Agile for Innovation

 

 

Invisible Infrastructures

Il nostro advisor Giulio Roggero porterà l’attenzione sull’eccellenza tecnica come uno dei principi cardine dell’agilità e sull’importanza di architetture semplici e processi snelli.

Ma tra il dire e il fare ci sono molti elementi: sistemi legacy, debito tecnico stratificato negli anni, complessità tecnologiche spesso indipendenti dalle logiche applicative, mancanza di un concetto comune di “infrastruttura” e “piattaforma”.

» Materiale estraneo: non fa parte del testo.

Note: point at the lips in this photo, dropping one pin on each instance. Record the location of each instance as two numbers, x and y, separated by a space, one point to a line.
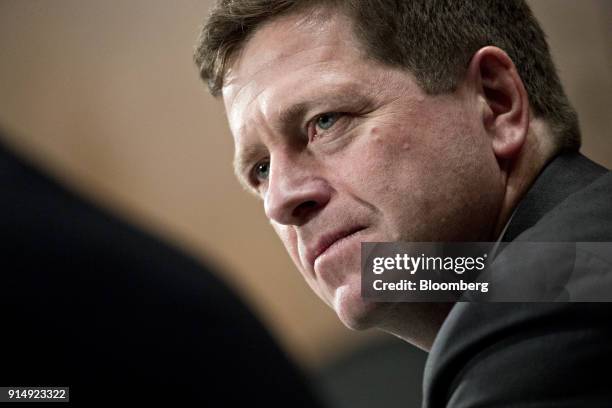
326 241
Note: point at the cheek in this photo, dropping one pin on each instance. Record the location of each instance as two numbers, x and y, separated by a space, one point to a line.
288 236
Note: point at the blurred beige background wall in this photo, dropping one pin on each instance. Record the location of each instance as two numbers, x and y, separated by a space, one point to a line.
104 95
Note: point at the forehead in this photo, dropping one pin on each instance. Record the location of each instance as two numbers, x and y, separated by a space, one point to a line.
282 55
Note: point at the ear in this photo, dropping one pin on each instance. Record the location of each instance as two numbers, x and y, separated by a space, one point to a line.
505 112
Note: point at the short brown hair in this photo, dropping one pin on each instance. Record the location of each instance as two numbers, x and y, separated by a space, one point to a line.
434 39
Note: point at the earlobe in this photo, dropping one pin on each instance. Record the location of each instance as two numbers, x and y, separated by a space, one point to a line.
506 106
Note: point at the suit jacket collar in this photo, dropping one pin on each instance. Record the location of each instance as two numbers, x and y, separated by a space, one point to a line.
562 176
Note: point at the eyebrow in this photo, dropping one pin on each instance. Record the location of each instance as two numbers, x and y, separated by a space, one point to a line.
288 118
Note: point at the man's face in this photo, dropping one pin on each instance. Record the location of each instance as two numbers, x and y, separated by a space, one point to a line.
343 149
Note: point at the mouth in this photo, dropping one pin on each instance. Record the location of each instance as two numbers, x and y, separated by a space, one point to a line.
329 241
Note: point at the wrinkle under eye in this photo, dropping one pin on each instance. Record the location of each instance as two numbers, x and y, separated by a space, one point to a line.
327 120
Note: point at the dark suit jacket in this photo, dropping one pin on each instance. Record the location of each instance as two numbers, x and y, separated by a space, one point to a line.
90 302
534 354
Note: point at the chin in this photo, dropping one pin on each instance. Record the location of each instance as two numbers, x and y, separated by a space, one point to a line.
355 312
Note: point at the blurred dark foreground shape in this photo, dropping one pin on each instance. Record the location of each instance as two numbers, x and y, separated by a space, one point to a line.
97 305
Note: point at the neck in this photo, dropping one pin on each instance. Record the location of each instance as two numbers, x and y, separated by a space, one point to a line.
521 172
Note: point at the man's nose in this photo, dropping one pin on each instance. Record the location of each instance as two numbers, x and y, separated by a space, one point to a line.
295 192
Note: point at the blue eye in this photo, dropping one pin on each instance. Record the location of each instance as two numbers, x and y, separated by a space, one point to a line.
327 120
262 170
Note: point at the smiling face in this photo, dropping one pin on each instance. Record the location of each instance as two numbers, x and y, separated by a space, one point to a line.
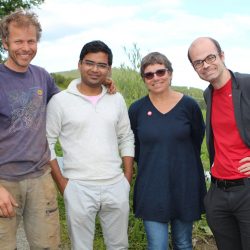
21 45
213 71
94 70
160 82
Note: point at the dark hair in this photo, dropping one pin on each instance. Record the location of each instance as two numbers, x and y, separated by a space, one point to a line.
155 58
216 44
20 18
95 47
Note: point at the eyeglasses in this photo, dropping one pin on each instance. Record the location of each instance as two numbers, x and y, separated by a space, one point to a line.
159 73
91 64
199 63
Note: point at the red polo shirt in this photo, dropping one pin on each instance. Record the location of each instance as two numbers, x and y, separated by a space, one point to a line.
229 147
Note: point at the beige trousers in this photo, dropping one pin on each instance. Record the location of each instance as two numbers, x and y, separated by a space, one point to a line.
109 202
37 200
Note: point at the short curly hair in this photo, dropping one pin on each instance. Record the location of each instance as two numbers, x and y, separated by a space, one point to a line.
21 18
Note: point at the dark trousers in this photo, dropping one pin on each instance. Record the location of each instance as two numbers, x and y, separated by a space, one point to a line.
228 216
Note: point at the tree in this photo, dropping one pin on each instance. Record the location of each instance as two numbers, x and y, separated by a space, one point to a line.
7 6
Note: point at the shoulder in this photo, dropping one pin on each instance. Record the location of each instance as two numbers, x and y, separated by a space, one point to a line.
189 101
59 97
242 79
38 69
139 104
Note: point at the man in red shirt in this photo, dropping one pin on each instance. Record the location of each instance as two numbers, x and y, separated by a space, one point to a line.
228 140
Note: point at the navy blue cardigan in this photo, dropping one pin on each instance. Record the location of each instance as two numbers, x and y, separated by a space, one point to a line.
170 181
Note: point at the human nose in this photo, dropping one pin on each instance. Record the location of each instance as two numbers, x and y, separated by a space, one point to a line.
205 64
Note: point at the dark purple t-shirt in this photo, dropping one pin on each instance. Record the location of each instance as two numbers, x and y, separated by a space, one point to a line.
24 149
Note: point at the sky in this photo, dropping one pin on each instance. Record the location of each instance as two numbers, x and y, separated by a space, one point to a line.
166 26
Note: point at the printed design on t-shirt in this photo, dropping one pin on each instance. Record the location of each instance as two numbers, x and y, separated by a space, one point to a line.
27 108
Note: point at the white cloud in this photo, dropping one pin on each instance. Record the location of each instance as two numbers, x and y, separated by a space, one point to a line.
160 25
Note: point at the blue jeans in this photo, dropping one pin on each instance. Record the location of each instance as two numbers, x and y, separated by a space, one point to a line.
157 235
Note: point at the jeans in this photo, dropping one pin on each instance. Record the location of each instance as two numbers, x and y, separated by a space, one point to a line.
228 216
157 235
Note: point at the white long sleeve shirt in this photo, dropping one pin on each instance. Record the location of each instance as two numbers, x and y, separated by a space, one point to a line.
93 137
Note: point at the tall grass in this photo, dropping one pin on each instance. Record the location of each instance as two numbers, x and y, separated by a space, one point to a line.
129 83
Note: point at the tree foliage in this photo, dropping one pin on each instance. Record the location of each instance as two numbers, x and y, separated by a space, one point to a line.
7 6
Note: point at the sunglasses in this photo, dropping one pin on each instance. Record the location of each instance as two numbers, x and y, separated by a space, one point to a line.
159 73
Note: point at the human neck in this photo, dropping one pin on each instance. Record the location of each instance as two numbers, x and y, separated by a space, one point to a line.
89 91
221 81
15 67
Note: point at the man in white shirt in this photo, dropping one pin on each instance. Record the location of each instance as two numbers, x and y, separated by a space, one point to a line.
94 131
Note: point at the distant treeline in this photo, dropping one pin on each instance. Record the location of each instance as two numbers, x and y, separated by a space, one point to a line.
129 83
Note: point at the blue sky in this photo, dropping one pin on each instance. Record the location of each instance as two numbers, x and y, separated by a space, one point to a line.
167 26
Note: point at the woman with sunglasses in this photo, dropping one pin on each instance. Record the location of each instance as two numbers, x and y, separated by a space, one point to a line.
170 184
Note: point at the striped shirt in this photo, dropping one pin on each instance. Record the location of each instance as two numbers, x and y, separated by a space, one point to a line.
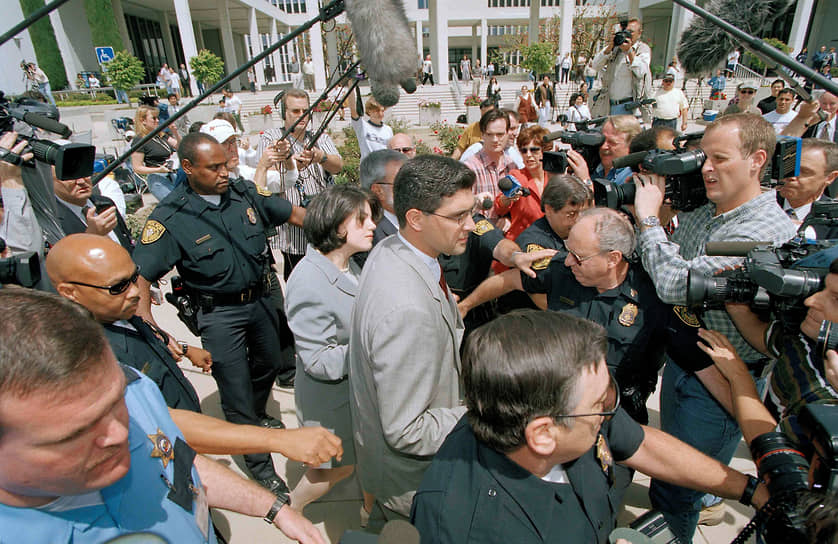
669 261
310 181
488 174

Esiste però una “infrastruttura invisibile” che semplifica il lavoro dei team e favorisce l’eccellenza tecnica e la business agility. E questa infrastruttura funziona un po’ come le rotaie di una ferrovia: il passeggero può svolgere svariate attività in treno, mentre la complessità viaggia, letteralmente, sui binari sotto i suoi piedi.

 

L’agile, il manager, la piattaforma

Stefania Calamai e Giovanni Puliti racconteranno le esperienze maturate come Agile Coach in un contesto aziendale complesso, illustrando le strategie concrete che sono state applicate.

Molti i temi trattati: il nuovo ruolo dei manager nelle organizzazioni Agile, la creazione di prodotti aperti e che possano evolvere, la realizzazione e di una piattaforma costituita da parti diverse, linee di sviluppo da allineare e gruppi di sviluppo da coordinare. Tutto questo è legato da una costante: la complessità del quadro generale, in cui gli obiettivi sembrano mescolarsi fra loro.

Come è possibile allora contribuire alla crescita della propria azienda, supportare l’applicazione dell’agilità, sviluppare una piattaforma?

 

Creare un’organizzazione che apprende in quattro mosse

Si fa presto a dire “piattaforma”, ma affrontare lo sviluppo di una piattaforma richiede alle persone di accettare di incrementare continuamente le loro conoscenze, di continuare ad apprendere. Partendo dalla visione di Peter Senge e della sua Quinta disciplina, Fabio Ghislandi presenta l’esperienza maturata nella sua azienda, e improntata all’apprendimento continuo.

Qualunque sia il ruolo, il continuo apprendimento — di dominio o tecnologico — è condizione essenziale per perseguire l’innovazione. Gilde, camp, vita di community e coaching tecnico sono le quattro “mosse” che da alcuni anni vengono praticate, con soddisfazione, in un contesto di continui esperimenti.

 

E questi sono solo i nostri interventi: il ricco programma fornirà sicuramente elementi di riflessione e apprendimento, tra keynote, talk e workshop.